Francesco è amico di mio fratello dai tempi del liceo. Ma amico tanto.. Così tanto che ci eravamo convinti che facesse parte dell’arredamento di casa nostra, visto che era sempre lì.

Un tipo particolare, con una famiglia altrettanto particolare alle spalle; credo fosse per questo che da noi stava bene, visto che mia mamma è il prototipo della mamma, per non dire della mamma italiana che- si sa- è parecchio più mamma delle altre.

Quando era in crisi a casa sua si presentava da noi, orario indifferente, sempre con un piccolo vassoio di dolci, quasi a scusarsi per il “disturbo.
Era speciale, sognatore, sensibile e idealista.. E quindi sempre inevitabilmente deluso da qualcosa o qualcuno.
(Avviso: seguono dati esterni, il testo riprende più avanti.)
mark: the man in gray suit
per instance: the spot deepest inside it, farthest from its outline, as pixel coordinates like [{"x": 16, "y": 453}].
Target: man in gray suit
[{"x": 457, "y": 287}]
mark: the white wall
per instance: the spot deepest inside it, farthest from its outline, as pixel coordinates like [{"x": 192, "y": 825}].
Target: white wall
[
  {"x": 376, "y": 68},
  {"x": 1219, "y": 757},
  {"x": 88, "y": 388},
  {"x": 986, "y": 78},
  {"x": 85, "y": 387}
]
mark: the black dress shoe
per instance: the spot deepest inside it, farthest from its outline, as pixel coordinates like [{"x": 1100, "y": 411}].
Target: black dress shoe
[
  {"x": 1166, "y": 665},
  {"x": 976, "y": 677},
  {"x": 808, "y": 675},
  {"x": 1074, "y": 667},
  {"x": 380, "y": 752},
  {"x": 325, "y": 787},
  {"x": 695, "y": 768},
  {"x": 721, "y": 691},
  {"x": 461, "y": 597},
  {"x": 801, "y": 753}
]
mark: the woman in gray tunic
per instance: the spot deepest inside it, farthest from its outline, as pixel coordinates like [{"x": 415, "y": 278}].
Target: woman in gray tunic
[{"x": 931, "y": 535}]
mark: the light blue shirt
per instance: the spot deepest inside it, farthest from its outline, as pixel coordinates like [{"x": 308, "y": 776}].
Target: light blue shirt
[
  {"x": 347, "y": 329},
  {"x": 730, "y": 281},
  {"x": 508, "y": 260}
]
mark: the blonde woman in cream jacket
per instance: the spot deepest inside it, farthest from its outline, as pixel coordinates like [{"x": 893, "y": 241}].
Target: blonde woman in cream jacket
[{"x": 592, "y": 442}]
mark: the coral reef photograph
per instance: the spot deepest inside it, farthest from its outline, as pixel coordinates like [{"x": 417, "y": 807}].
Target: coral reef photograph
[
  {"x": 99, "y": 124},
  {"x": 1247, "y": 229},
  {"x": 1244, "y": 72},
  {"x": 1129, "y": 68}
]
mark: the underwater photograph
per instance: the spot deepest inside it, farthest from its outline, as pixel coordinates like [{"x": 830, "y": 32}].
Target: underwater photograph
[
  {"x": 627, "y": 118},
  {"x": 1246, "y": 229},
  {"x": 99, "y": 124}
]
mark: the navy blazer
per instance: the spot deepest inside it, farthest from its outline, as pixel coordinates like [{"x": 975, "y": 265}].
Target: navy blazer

Praticamente l’esatto contrario di mio fratello, quindi erano perfetti insieme.

Quando i miei erano via veniva a dormire spesso da noi. Dormire voleva dire che lui e mio fratello passavano la notte guardando partite NBA, con il solito vassoio di dolci in mezzo a loro. Io ero ospite forzata, costretta a indovinare nomi improbabili di giocatori di basket a me sconosciuti; in caso di errore, cioè quasi sempre, non avevo diritto a dolci .. Va beh.

Ieri sera l’ha rifatto: a distanza di millenni i miei se lo sono visto comparire a casa loro poco prima dell’ora di cena, in compagnia del solito vassoio di dolci, preannunciato di pochi minuti da una telefonata di mio fratello che è poi sopraggiunto. Perché loro non hanno mai smesso di vedersi e frequentarsi.

“Avevo voglia di salutarvi e vedere come state” ha detto il fantastico ex ragazzo ai miei sbigottiti genitori. Hanno chiacchierato per un po’, riso insieme, ricordato fatti e persone, guardato foto di amici vecchi e bambine (per lui) nuove, cioè le mie. Il che dà la misura di quanto tempo sia passato dall’ultima volta.
Poi se ne è andato, felice di questo scampolo di serata.

Ho sentito mia mamma subito dopo, intenerita e nostalgica. Dovevano ancora cenare alle 21 passate.. Cosa per i miei del tutto illogica. Ma non avrebbero cenato, avrebbero mangiato solo i dolci di Francesco.
Perché così ha deciso mio padre, che normalmente non mangia dolci.

Mi sono sentita anche io intenerita e nostalgica, ancora una volta troppo lontana da casa e da quello che succede da quelle parti.
Avrei voluto esserci in quello scampolo di serata, chiacchierare di tante cose e mangiare i suoi dolci. Sarei stata perfino disposta a tentare di indovinare qualche nome di giocatore NBA. Invece ero altrove.